OK, I can't stay mad at G for long: I've just had a nice email from them addressing some of my points.

Let the G leurve-fest resume. B^>

(Oh, sorry, maybe not on WW!)

Rgds

Damon

DelliTranswait

6:13 pm on Aug 18, 2006 (gmt 0)

10+ Year Member



A part of my URLs ("/_c/..." for catalogue pages) triggers ads for C and C++

Obviously, Google is using the folder name as part of the "content" it analyzes for ad-placement purposes.

I should have mentioned that the ads for dog products mostly contained the word "cur", just like my file structure.

I am seriously considering changing the "cur" to a word that would help Google categorize my site.

fredw

8:36 pm on Aug 18, 2006 (gmt 0)

WebmasterWorld Senior Member 10+ Year Member



But we don't G to stop using parts of the URI for targeting, as many of us use this to our advantage.

I run a blog who's every page is mod-rewritten, for the purposes, among others, of making the urls more human freindly.

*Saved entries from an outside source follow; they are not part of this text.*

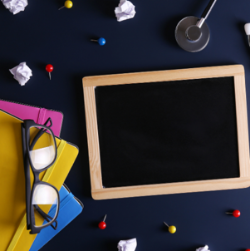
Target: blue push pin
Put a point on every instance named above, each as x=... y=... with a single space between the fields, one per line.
x=100 y=41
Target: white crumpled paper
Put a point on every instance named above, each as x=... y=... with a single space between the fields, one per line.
x=125 y=10
x=22 y=73
x=15 y=6
x=203 y=249
x=129 y=245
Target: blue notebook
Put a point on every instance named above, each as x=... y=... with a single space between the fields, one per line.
x=70 y=207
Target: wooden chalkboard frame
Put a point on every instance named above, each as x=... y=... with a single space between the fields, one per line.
x=89 y=84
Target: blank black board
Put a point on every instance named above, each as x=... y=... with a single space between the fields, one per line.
x=166 y=132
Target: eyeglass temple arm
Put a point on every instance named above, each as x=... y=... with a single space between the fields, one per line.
x=40 y=133
x=46 y=216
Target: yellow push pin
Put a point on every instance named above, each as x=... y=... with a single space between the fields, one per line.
x=68 y=4
x=171 y=229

As such, the public url can fit any format I'd like. In this case, I've made the urls like

/www.mydomain.com/my_niche_keyword/something.html

There's no purpose to the intermediary directory name other than sticking the keywords in there. In my experience it definitely helps targeting on new pages.

Lagamorph

12:13 am on Aug 19, 2006 (gmt 0)

10+ Year Member



It's funny to see people unhappy about what I think is a great feature :) I've used directory names on some sites to improve targeting and have found it very powerful.

My observations, which may be completely wrong, show that directory names will target the first ads that appear when a page is brand new. How relevant they stay after the mediabot visits I'm not sure but my URL's with keywords in the folder names target very well.

By the way, in what language does cur = dog?

eeek

1:05 am on Aug 19, 2006 (gmt 0)

WebmasterWorld Senior Member 10+ Year Member Top Contributors Of The Month



By the way, in what language does cur = dog?

English for one:

They . . . like to village curs,
Bark when their fellows do.
-- Shak.

FourDegreez

1:22 am on Aug 19, 2006 (gmt 0)

WebmasterWorld Senior Member 10+ Year Member



I abbreviate "category" in my URL as "cat". Yet I don't see ads about cats. Hmm.

DamonHD

8:56 am on Aug 19, 2006 (gmt 0)

WebmasterWorld Senior Member 10+ Year Member



Hi,

G should definitely NOT remove this feature altogether, it is generally very useful.

I am only suggesting that it be possible to have a small number of overrides to ignore components of the URL and/or a "negative keywords list" per AS domain/site/subtree.

Rgds

Damon

ken_b

2:33 pm on Aug 19, 2006 (gmt 0)

WebmasterWorld Senior Member 10+ Year Member Top Contributors Of The Month



I've had adlinks parse my url when the adlink unit is first placed on a page. So they look like this....

ADS BY GOOGLE
my domain name
first folder name
second folder name
page.htm

none of which lead to anything but empty pages. I did have to send them a screen shot to convince them I wasn't imagining this.

Fortunately this usually goes away as soon as the bot gets there. But the bot doesn't always get there right away.

Lagamorph

12:06 am on Aug 20, 2006 (gmt 0)

10+ Year Member



Thanks for the info eeek :)

eeek

12:37 am on Aug 20, 2006 (gmt 0)

WebmasterWorld Senior Member 10+ Year Member Top Contributors Of The Month



I am only suggesting that it be possible to have a small number of overrides to ignore components of the URL and/or a "negative keywords list" per AS domain/site/subtree.

I'd love to have that feature. There are too many times I've seen horrible targeting that was obviously based on some string in the URL that had nothing to do with the topic of the page.